PARADISE AND TROUT
by Betsy James – Fantasy and Science Fiction, Jul/Aug 2015
When Hally Kass died, his father put a bridge in his hand.
Anyone would have said it was a reed, the jointed kind that Hally, when he was small, had liked to pull apart and put back together. But it was a bridge, and when his father laid it–it was about eight inches long–on his son’s chest and wrapped his cool fingers around it, he told Hally how he was to use it.
“Go out the door,” he said. “Turn east and follow the road to the mountain. Any being you meet is a demon. Don’t speak.” A willow twig, burned to charcoal, had been laid between the boy’s lips to remind him of what, now, he was.
“At the chasm where the road ends, lay the bridge down. Cross it,” his father said, “and follow the upward path. Your uncles will meet you in paradise.” With a bitter look he pulled the last fold of linen over his son’s face. “Do as I say.”
Hally, who in his ten years had rarely done what his father said, was silent. His father nodded to the weeping women, gathered up the narrow little corpse, and carried it away, followed by the mourners. Nothing was left in the whitewashed room but the rug where Hally had been laid and Hally himself, stretched on a roof beam, afraid to climb down and go out the door.
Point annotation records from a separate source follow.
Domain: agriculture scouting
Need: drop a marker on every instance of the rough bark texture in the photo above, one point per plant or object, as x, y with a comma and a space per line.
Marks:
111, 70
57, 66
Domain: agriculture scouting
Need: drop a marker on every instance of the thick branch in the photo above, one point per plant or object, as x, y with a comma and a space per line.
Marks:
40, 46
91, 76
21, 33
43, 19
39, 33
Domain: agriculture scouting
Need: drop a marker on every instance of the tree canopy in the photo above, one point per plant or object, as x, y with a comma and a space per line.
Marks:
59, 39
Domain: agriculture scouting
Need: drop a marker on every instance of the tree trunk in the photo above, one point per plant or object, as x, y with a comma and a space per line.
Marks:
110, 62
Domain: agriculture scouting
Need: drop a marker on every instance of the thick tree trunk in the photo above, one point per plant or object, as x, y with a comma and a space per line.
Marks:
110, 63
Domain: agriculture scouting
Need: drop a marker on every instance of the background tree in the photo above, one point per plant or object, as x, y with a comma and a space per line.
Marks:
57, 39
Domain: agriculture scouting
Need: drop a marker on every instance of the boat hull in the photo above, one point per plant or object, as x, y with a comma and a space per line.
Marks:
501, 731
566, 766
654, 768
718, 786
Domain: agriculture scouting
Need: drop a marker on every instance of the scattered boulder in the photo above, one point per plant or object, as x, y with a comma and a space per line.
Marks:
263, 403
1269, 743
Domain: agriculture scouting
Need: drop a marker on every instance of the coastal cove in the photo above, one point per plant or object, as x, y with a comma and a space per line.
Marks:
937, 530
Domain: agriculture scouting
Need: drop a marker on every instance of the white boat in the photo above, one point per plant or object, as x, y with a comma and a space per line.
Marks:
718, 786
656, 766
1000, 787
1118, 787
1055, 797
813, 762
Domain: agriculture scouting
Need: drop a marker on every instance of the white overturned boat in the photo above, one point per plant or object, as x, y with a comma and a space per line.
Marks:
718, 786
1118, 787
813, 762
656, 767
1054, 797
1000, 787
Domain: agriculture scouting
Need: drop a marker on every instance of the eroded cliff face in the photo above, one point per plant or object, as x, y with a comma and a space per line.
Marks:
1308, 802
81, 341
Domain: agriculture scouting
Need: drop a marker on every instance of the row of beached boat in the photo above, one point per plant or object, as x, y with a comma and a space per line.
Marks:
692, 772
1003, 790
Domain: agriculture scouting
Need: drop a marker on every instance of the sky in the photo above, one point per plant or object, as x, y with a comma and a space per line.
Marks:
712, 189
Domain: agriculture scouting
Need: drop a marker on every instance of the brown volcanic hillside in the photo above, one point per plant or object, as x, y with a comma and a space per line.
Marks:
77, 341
Death had been a shift of light, much like the shift he could make happen to the glint on a trout stream by keeping his head close to the water and gazing across the wrinkled surface. He had been good at catching trout. Flat on his belly in the reeds, he knew how to slip his arm under the turfy bank where the fish, none much longer than his hand, hid with their noses turned to the slight current, fins flicking his palm. How to curl his fingers around a slender body, then Squeeze! Flip! and the trout was jumping on the airy bank. But mostly he had liked just to lie there, the delicate fish-flanks nudging his hand, and dream across the water at the crinkled light.
That was not what death was like at first. He had been the fish: frantic, bowing and leaping in a world utterly strange, in spite of how much his elders had talked about it. Then the light changed and he found himself sprawled like a cat on one of the rafters from which his aunties hung corn and herbs to dry, and which he had more than once been whipped for climbing. While in the room below his mother screamed, his aunties restrained her, and the wooden bowl of medicine spun across the floor and turned over, Hally had lain on the rafter as on the stream bank, in a dream, his cheek on the back of his hand. His family darted about the boy below who lay still, eyes and mouth half-open. They had washed that boy and wrapped him and put the stick of charcoal between his lips. They wept all night. But it was not until his father folded his son’s fingers around the bridge that Hally-on-the-rafter sat up slowly, the reed in his hand, and took the stick of charcoal out of his mouth.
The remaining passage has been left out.